Gesellschaft

Schwerin hat eine neue Hymne — komponiert von einer KI, getragen von einer Perücke

Schwerin, du kannst so schön sein. — Refrain des neuen Stadtliedes, das Stephan Jürß mit Hilfe von KI geschrieben hat. Ein Satz, den man auch als Frage verstehen könnte.

Schwerin hat ein Problem. Es weiß nur nicht genau, wie groß es ist. Die Stadt mit 96.000 Einwohnern, einer maroden Innenstadt und dem zweifelhaften Ruf, die langweiligste Landeshauptstadt Deutschlands zu sein, hat jetzt einen neuen Popsong. Mit Perücke.

Schwerin, du kannst so schön sein

Stephan Jürß heißt der Mann, der sich eine Perücke aufgesetzt hat, eine Gitarre gegriffen und — laut eigener Aussage — mit Hilfe von KI eine Hymne für seine Heimat geschrieben hat. Herausgekommen ist ein Lied namens Schwerin, du kannst so schön sein. Die Ostsee-Zeitung nennt es einen Internet-Hit. Man könnte es auch einen verzweifelten Versuch nennen, der Landeshauptstadt ein Gesicht zu geben, das nicht nur aus Schloss und Seen besteht.

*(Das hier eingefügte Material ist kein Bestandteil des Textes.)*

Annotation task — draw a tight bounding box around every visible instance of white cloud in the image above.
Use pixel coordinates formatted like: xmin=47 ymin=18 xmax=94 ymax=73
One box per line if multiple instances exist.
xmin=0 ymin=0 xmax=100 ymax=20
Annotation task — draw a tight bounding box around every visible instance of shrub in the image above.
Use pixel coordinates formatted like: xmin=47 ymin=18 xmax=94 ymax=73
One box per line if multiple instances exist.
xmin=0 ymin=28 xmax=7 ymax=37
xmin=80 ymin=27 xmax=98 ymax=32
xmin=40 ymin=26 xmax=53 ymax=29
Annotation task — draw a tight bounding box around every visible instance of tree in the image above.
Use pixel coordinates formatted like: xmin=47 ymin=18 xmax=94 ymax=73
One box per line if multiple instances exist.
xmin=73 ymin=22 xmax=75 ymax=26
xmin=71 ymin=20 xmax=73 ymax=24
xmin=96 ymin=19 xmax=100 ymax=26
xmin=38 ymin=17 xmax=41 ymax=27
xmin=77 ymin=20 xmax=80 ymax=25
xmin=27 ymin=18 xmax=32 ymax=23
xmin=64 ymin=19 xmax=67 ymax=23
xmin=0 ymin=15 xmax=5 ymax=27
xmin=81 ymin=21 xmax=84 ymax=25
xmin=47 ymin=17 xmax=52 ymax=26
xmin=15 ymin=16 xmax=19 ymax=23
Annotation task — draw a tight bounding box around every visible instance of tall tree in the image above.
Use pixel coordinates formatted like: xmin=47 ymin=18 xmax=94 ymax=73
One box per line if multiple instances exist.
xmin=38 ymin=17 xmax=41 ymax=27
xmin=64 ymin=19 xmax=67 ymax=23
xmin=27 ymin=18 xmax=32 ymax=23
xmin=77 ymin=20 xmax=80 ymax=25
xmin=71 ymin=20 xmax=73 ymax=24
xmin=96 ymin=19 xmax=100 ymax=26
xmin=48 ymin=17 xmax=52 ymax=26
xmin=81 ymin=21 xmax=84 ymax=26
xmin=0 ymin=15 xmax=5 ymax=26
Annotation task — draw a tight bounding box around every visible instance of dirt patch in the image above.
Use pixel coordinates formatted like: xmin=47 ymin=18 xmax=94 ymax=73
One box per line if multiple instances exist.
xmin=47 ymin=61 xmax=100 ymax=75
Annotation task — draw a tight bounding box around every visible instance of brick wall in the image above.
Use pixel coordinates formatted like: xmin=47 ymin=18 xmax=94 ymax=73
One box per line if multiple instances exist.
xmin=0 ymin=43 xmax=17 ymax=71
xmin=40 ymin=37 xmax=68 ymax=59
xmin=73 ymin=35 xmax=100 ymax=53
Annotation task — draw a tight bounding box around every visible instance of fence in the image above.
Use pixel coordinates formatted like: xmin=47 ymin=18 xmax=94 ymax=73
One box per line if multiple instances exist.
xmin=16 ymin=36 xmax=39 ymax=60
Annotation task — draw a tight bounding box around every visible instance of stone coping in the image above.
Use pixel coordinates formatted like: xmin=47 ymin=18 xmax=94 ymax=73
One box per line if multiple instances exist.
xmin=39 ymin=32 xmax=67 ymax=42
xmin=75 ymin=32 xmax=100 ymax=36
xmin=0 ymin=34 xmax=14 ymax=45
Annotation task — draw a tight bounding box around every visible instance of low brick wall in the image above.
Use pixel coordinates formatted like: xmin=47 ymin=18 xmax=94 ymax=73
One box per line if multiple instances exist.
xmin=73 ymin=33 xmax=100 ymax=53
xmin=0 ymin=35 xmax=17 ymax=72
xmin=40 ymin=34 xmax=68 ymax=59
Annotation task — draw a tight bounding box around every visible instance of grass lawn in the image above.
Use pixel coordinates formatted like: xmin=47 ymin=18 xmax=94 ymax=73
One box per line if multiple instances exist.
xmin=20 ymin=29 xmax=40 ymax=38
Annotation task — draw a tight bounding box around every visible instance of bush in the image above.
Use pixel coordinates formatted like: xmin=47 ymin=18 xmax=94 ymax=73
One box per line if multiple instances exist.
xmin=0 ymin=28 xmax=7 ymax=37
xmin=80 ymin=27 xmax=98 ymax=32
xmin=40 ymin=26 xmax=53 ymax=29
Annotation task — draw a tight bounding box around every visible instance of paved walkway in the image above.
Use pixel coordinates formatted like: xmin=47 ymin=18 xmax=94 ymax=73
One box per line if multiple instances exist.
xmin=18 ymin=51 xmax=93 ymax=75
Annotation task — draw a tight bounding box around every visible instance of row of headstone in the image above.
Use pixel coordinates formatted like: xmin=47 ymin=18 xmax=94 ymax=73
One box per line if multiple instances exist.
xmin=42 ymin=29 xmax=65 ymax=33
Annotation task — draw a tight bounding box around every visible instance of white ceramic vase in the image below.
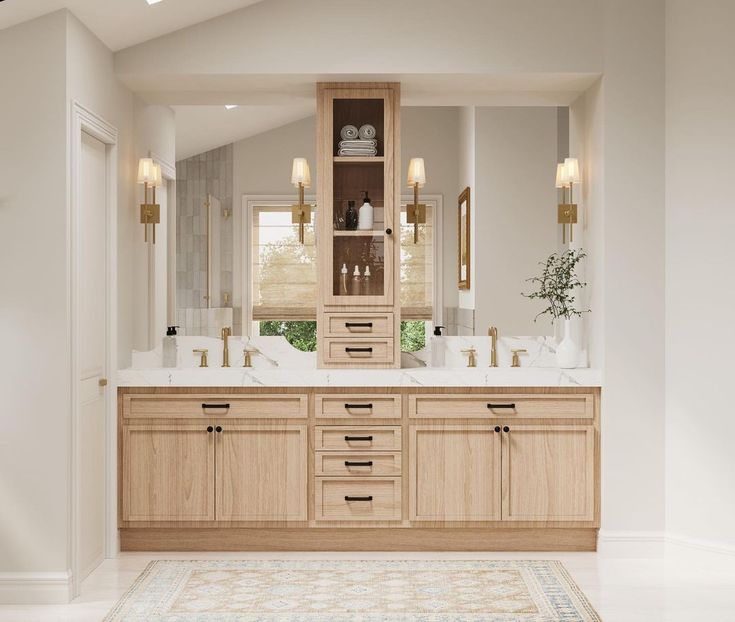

Der Song wird in einem Atemzug mit Marterias Mein Rostock genannt. Das ist ungefähr so, als würde man eine Straßenlaterne mit dem Eiffelturm vergleichen, nur weil beide Licht machen. Mein Rostock ist ein authentischer Track eines Künstlers, der mit der Stadt aufgewachsen ist. Stephan Jürß‘ Beitrag ist — bei allem Respekt — ein KI-generierter Heimatbeitrag in Perücke. Der Unterschied dürfte deutlich sein.

Lässiger Sound, heimatverbundener Text. Vielleicht ist der Song nicht ganz auf dem Niveau von Marterias Mein Rostock, aber das Lied ist eingängig.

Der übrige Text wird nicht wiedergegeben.